The malaria drug was once touted as an effective treatment for COVID-19 by former US President Donald Trump. Oklahoma is now trying to return a $ 2 million worth of money.
The Oklahoma Attorney General is trying to return a US $ 2 million malaria drug that was once touted as an effective treatment for COVID-19 by former US President Donald Trump, a spokesman said Wednesday.
Alex Gerszewski, a spokesman for Attorney General Mike Hunter, said Hunter was trying to negotiate a return of the 1.2 million hydroxychloroquine pills that Oklahoma acquired from a California supplier, FFF Enterprises, in April.
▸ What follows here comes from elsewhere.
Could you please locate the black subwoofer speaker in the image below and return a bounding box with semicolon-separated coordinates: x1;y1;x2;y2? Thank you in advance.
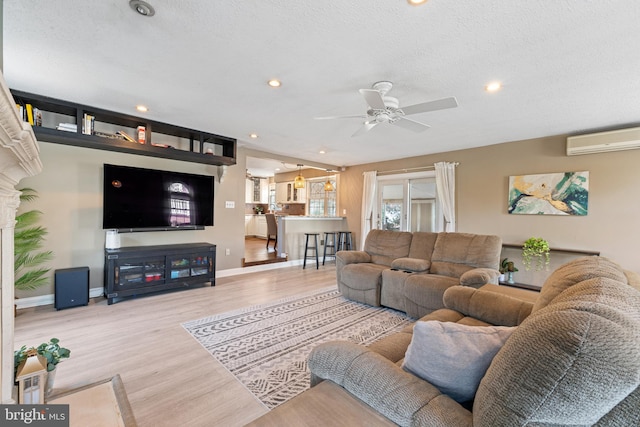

He said the office was acting at the request of the Oklahoma Department of Health, which approved the purchase.
A spokeswoman for FFF Enterprises didn’t immediately return a message on Wednesday asking for comment.
Oklahoma’s attempt to return the hydroxychloroquine was first reported in the online news publication The Frontier.
Republican Governor Kevin Stitt defended the purchase last year, saying the drug showed promise as a treatment in early March and he didn’t want to miss an opportunity to acquire it.
“I’ve been proactive to protect Oklahomans,” Stitt said at the time.
Since then, the drug has been shown to have little or no effect on severe cases of COVID-19, and a former state health official has attributed Oklahoma’s purchase to something that happened in the “fog of war.”
While governments in at least 20 other states received more than 30 million doses of the drug through donations from the Federal Reserve or private companies, Oklahoma and Utah bought them from private pharmaceutical companies.
Then-Utah Governor Gary Herbert, a Republican, initially defended the state’s purchase of $ 800,000 worth of 20,000 packets of hydroxychloroquine with zinc, but later canceled an additional plan to add $ 8 million more to the purchase of Spend 200,000 more treatments. The state then managed to get a refund for the $ 800,000 no-bid contract it signed with a local pharmacy company that promoted the drugs.
The pharmacy company’s CEO has since pleaded guilty to a federal misdemeanor for mislabeling the drug imported from China. Dan Richards, the operator of Meds In Motion, admitted receiving large quantities of the drug from an unregistered manufacturer in China that was incorrectly labeled as an herbal supplement.
His attorney said he was trying to source as much of the product as possible as it appeared to be a promising treatment for the coronavirus at the time.